Hum 90-11; CRN 6928
4 Credits
MWF 11:10-12:00 
Professor Adriana Novoa

 

 

Body, Identity and Self: From Tattooing to Performance


At a time when experiences are becoming less and less concrete - more virtual, in fact - only total intersubjectivity, only the awareness of specific concreteness and physicality, can provide a new impetus . . . The body must be talked about once more; not physically but emotionally; not superficially but mentally; not as an ideal but in all its vulnerability.

Roland Nachtigaller and Nicola von Velsen ed., Documenta IX

 
The aim of this course is to study the meaning of the human body in our society from two directions. During the first part of the semester, we will study self- mutilation and tattooing to understand its present meaning; over the second part we will reflect on the work of artists who use their bodies as narratives that reflect on our notions of identity and self.

The meaning of the human body has been transformed by contemporary culture.  In everything from new developments in science and technology, to the emergence of a new critical theory of culture, we can observe an exploration into the limits of what it is human, and what is the relationship between physicality and reality. The development of new identities that are fluid and are represented in multi-perspective narratives are part of our culture today, together with a renewed interest in the body as a work of art, and of an art that reveals the meaning of the body.

Course Materials:

Selections from the following books will be used over the semester.

Jane Blocker, Ana Mendieta ,Where Is Ana Mendieta?: Identity, Performativity, and Exile

Rebecca Schneider, The Explicit Body in Performance

Peggy Phelan, Unmarked: The Politics of Performance

Coco Fusco, The Bodies That Were Not Ours: And Other Writings

Coco Fusco, English Is Broken Here: Notes on Cultural Fusion in the Americas

Guillermo Gomez-Pena, Dangerous Border Crossers: The Artist Talks Back

Coco Fusco, Corpus Delecti: Performance Art of the Americas


Kellie Jones, Lorna Simpson, Amelia Jones, Body Art/Performing the Subject


Rasheed Araeen, Sean Cubitt, Ziauddin Sardar, Third Text Reader on Art, Culture and Theory: Art, Culture, and Theory


Identity and Alterity. Figures of the Body 1895-1995 Documenta IX.

Victoria Pitts, In the Flesh: The Cultural Politics of Body Modification

V. Vale, Reesearch, Re/Search #12: Modern Primitives

Kathlyn Gay, Christine Whittington, Body Marks: Tattooing, Piercing, and Scarification (Single Titles)

Rosemary Betterton, An Intimate Distance: Women, Artists and the Body

Sara Ahmed, Jackie Stacey, Thinking Through the Skin (Transformations)
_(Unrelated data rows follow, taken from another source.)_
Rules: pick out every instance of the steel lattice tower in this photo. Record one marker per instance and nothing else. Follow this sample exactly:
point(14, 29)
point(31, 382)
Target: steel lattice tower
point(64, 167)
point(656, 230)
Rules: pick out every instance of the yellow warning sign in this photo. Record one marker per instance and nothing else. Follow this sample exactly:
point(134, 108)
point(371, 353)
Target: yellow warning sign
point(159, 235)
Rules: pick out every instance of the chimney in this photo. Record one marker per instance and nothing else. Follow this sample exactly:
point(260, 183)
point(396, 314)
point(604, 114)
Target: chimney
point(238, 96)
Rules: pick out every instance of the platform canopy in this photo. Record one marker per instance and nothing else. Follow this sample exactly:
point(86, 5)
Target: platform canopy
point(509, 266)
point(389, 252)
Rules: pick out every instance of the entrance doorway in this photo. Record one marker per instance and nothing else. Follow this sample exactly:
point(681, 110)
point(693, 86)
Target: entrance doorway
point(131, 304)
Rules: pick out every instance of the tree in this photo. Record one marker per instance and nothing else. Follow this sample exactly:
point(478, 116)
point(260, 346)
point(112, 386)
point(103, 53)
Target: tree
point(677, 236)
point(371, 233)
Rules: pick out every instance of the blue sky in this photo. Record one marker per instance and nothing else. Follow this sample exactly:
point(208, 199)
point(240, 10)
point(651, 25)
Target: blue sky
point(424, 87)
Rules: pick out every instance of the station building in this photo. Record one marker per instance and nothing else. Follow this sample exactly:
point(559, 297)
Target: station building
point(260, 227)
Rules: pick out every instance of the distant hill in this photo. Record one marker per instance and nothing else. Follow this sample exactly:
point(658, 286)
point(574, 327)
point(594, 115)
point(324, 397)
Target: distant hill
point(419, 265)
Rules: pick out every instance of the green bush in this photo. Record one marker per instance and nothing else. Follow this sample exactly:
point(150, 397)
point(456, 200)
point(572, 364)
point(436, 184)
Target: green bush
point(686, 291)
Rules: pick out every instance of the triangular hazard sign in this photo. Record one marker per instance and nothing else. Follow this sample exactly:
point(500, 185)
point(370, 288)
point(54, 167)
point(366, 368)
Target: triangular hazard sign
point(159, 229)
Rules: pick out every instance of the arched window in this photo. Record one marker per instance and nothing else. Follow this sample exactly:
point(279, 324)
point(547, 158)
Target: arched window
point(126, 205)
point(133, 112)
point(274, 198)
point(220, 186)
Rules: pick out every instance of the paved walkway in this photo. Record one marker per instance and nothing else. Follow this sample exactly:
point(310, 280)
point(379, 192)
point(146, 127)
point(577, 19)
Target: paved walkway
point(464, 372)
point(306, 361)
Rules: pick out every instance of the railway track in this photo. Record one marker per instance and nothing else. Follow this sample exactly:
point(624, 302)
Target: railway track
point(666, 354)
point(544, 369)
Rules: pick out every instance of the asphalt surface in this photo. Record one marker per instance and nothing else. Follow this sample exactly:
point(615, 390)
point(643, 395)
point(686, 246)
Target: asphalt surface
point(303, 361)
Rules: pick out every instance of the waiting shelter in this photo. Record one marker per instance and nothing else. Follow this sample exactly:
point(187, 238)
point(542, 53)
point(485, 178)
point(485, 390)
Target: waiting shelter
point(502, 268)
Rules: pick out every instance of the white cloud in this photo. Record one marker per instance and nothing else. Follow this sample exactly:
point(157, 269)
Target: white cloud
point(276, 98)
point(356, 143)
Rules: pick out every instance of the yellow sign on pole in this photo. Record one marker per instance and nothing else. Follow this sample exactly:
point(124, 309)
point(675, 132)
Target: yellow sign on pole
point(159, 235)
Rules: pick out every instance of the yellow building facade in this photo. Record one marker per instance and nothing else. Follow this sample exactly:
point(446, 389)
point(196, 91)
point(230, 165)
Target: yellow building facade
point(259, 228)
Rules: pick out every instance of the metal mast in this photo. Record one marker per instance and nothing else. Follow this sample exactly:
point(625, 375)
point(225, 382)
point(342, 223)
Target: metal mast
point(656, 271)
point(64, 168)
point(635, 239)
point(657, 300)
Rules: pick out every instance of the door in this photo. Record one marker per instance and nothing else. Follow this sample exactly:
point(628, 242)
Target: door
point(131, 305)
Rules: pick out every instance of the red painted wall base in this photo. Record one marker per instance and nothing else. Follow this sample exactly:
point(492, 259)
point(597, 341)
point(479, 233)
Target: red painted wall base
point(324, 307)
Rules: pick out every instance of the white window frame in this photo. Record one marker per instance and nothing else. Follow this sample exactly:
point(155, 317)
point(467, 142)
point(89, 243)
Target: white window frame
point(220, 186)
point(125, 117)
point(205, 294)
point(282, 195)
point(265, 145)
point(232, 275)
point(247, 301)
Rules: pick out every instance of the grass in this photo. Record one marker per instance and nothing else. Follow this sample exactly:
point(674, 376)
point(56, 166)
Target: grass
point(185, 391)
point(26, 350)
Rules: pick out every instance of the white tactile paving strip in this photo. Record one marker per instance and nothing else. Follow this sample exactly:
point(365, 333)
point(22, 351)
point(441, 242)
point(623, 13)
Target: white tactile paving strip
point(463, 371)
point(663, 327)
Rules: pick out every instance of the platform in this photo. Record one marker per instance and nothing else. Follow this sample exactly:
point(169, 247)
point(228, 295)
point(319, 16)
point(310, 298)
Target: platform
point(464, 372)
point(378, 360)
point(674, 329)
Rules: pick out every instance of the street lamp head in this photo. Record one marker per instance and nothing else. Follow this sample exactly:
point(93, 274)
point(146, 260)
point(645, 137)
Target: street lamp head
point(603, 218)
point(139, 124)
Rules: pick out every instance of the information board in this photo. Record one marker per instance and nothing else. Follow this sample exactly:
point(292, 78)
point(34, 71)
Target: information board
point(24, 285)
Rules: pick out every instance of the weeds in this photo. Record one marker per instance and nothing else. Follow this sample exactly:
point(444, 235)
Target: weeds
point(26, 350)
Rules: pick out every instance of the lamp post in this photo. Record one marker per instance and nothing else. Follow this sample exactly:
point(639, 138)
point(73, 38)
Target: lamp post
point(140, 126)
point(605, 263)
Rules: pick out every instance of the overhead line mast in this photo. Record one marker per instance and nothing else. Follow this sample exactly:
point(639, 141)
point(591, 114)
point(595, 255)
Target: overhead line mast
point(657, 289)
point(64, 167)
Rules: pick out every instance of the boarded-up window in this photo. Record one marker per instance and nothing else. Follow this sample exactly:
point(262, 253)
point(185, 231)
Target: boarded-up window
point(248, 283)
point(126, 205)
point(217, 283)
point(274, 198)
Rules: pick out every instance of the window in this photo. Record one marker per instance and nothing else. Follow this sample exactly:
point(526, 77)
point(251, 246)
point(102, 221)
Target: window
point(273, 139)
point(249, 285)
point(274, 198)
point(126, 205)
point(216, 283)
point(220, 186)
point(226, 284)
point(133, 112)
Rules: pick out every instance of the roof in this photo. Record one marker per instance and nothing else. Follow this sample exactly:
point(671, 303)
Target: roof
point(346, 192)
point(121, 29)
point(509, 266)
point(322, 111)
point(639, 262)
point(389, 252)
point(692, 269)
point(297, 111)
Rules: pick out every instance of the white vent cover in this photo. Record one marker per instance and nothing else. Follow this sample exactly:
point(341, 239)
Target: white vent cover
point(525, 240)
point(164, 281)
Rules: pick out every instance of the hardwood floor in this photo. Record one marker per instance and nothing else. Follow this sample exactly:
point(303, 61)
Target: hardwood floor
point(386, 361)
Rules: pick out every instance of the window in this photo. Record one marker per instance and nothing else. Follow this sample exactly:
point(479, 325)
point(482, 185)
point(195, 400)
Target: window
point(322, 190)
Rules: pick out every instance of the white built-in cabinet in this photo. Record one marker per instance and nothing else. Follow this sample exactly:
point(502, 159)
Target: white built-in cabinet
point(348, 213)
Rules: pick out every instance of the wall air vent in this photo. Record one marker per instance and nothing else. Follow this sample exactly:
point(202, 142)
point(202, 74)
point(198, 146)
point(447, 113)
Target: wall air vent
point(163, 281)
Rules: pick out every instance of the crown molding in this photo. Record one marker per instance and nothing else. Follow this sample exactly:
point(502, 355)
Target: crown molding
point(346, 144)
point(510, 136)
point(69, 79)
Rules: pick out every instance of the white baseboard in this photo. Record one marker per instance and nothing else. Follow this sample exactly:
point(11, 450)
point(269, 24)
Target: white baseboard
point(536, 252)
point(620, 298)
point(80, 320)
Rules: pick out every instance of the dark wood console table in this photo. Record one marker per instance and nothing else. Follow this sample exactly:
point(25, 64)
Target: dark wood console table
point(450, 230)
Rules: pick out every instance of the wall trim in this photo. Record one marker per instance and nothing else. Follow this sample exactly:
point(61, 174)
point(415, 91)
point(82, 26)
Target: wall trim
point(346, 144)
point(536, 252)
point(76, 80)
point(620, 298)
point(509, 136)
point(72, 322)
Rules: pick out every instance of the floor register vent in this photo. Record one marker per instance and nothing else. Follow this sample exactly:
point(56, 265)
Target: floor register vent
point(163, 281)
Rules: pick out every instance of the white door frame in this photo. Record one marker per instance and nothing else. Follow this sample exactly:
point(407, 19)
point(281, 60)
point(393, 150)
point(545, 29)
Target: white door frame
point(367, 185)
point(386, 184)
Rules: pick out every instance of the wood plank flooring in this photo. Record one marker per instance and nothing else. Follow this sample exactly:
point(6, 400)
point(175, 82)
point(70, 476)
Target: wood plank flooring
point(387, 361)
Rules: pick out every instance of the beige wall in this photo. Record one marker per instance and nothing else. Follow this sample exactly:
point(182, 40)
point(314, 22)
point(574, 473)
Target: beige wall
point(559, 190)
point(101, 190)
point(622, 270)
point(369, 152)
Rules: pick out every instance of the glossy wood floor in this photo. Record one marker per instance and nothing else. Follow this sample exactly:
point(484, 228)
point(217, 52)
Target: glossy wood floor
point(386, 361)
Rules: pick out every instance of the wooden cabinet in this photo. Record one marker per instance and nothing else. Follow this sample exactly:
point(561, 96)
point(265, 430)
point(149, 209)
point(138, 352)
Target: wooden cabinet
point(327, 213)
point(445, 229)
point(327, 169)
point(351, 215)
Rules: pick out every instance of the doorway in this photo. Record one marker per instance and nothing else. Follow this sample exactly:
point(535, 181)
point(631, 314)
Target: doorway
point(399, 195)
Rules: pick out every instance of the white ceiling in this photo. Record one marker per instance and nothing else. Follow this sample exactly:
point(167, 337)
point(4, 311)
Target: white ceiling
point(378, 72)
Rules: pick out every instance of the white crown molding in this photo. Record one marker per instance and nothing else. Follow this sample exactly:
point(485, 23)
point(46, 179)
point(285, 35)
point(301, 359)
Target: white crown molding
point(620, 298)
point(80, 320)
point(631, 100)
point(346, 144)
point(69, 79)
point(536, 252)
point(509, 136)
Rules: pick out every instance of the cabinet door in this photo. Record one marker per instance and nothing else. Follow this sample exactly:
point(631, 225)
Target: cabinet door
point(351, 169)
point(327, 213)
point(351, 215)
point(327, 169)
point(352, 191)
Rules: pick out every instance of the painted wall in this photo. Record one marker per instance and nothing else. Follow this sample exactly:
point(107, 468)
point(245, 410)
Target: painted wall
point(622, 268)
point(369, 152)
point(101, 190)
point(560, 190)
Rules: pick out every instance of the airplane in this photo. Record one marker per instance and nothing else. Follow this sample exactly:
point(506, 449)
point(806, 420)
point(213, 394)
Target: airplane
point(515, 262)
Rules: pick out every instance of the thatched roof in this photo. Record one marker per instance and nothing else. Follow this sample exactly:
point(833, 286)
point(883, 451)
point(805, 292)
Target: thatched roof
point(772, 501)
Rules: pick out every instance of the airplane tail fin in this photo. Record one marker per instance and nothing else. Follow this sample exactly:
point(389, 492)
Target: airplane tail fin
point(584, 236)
Janet Price, Margrit Shildrick, Feminist Theory and the Body: A Reader

Katie Conboy, Nadia Medina, Sarah Stanbury, Writing on the Body

Elizabeth Grosz, Space, Time and Perversion : Essays on the Politics of Bodies

Judith P. Butler, Bodies That Matter: On the Discursive Limits of "SexÓ

There will also be additional visual materials to analyze during class.


Required assignments

This is a discussion course. Students should come to class prepared to discuss the assignments and present their analysis of the material.

Graded work will include:
1-    Three papers.
2-    Web discussion of the materials presented in class.
3-    One informal presentation in front of the class.
4-    Participation in class discussion.



Dr. Adriana Novoa was born, raised, and trained as a historian in Buenos Aires, Argentina, before coming to the United States to pursue her Ph.D. in Latin American History at the University of California, San Diego. Since completing her doctorate, she has had a diverse career, with her most recent appointment as Assistant Professor of Humanities and American Studies at the University of South Florida. Her publications and ongoing scholarly efforts target the connection between race, gender, and national identity. She is also interested in the concept and politics of disappearance.